Written by Michael Larabel in Linux Storage on 12 December 2022 at 04:50 PM EST. 97 Comments
The Btrfs and EXT4 file-system updates for the Linux 6.2 merge window have been submitted. The Btrfs changes are rather notable with continued performance enhancements as well as making some reliability improvements to its native RAID5/RAID6 modes.

The EXT4 pull request sent out this morning has a bunch of clean-ups and bug fixes. Many of the fixes to the EXT4 come as a result of Syzbot and fuzzing of the file-system driver. But for end-users the EXT4 changes aren't too notable or exciting for this mature file-system.

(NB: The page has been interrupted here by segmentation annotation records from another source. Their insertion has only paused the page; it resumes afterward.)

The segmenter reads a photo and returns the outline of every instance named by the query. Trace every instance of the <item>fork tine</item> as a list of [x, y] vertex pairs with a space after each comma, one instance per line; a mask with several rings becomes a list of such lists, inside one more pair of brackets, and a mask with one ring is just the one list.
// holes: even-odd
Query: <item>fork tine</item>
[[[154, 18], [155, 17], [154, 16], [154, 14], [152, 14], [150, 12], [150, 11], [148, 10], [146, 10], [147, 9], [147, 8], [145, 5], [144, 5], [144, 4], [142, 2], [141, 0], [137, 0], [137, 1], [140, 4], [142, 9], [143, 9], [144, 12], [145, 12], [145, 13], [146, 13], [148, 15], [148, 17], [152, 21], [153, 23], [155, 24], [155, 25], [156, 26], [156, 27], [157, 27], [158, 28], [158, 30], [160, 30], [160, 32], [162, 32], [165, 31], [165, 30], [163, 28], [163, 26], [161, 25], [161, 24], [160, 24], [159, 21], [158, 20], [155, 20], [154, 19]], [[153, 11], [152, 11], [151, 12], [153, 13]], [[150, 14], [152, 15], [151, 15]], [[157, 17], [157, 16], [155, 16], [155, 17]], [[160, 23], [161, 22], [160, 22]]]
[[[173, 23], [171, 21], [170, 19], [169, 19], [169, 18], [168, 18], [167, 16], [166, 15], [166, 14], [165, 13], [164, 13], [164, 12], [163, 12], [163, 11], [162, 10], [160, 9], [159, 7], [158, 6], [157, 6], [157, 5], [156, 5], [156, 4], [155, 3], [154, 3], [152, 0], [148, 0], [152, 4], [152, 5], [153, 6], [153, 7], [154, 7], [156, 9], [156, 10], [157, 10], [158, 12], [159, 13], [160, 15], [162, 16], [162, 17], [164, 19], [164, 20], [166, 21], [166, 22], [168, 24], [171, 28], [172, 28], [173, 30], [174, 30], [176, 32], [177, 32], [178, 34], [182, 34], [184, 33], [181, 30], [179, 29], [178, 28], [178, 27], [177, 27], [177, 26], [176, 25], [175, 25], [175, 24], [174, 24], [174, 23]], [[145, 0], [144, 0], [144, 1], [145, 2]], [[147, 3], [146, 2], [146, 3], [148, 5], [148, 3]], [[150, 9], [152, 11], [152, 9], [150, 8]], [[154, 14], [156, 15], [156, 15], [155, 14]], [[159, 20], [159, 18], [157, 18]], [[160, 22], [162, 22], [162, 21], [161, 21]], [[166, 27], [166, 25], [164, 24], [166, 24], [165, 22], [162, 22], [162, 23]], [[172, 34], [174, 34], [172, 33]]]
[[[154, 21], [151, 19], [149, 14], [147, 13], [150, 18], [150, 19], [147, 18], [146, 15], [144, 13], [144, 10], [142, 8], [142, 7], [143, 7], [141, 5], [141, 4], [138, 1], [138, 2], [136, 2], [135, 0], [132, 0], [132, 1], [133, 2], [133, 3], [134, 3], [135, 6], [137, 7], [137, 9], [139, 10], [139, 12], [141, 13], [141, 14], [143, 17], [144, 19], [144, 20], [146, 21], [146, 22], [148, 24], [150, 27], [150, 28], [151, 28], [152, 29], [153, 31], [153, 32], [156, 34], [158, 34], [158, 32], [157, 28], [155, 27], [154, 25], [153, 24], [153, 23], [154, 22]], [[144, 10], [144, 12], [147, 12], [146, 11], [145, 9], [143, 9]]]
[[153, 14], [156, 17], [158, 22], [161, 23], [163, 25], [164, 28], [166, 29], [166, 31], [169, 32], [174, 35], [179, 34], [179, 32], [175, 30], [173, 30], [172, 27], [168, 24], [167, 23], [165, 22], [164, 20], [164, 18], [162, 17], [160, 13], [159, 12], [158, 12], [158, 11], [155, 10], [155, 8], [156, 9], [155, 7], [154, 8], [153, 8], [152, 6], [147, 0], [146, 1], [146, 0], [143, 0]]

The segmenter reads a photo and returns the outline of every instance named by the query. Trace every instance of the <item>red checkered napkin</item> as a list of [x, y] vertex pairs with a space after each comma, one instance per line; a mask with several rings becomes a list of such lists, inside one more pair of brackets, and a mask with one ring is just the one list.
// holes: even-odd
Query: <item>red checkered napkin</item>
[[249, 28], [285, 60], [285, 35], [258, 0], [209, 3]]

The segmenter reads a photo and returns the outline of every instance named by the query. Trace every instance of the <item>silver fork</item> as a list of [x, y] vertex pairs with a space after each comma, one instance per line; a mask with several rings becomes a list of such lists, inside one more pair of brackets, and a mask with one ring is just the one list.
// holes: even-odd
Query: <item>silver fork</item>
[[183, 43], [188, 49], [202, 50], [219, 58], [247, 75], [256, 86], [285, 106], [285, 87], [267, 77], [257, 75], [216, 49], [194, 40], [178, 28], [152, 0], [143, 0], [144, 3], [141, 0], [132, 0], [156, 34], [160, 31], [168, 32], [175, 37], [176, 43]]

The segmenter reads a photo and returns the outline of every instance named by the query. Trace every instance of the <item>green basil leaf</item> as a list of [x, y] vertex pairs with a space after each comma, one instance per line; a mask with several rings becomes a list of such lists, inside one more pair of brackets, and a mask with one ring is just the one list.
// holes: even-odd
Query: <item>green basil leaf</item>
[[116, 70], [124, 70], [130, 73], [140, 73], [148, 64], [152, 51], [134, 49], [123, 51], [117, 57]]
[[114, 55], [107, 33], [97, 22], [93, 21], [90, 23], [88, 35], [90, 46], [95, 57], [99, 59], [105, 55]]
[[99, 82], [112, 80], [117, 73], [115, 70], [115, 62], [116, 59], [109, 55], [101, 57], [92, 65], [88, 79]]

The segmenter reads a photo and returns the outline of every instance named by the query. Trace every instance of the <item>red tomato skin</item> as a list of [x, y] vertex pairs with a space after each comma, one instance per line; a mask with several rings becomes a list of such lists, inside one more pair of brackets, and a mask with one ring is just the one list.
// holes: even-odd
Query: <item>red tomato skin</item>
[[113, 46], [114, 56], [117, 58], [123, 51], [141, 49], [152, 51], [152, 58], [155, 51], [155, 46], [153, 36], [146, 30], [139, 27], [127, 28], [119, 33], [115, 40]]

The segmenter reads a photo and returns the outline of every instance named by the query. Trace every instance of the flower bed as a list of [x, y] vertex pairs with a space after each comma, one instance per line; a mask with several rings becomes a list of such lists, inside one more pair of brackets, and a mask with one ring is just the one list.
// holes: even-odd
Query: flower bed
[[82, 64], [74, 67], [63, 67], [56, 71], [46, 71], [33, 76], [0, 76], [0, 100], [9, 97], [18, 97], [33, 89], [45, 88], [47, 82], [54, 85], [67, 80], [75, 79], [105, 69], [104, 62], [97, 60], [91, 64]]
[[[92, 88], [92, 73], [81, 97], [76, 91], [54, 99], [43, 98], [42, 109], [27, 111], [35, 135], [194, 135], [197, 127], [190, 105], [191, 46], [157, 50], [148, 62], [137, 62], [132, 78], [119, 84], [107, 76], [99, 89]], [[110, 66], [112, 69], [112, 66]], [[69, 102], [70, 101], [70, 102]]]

When it comes to Btrfs with Linux 6.2 is where it's more interesting with performance work and enhancing the RAID 5/6 operation. Btrfs' RAID 5/6 code was in bad shape years ago but has been seeing fixes over the past few years. But still as of last year users were "strongly discouraged" from creating Btrfs RAID5/RAID6 arrays.

Btrfs RAID 5/6 support is slowly improving...

With Linux 6.2 there are various reliability improvements for this native RAID 5/6 mode:
- raid56 reliability vs performance trade off
- fix destructive RMW for raid5 data (raid6 still needs work) - do full RMW cycle for writes and verify all checksums before overwrite, this should prevent rewriting potentially corrupted data without notice

- stripes are cached in memory which should reduce the performance impact but still can hurt some workloads

- checksums are verified after repair again

- this is the last option without introducing additional features (write intent bitmap, journal, another tree), the RMW cycle was supposed to beavoided by the original implementation exactly for performance reasons but that caused all the reliability problems

Aside from the RAID5/RAID6 work, Btrfs with Linux 6.2 now enables async discard by default for supported devices. Btrfs also lands a flush emergency reserve feature and has a variety of performance improvements to the fiemap / lseek / send code. The Btrfs code has also seen work in preparing for eventual FSCRYPT support for native file-system encryption via that Linux encryption framework.

Overall the Btrfs patches for Linux 6.2 is a rather exciting mix of improvements.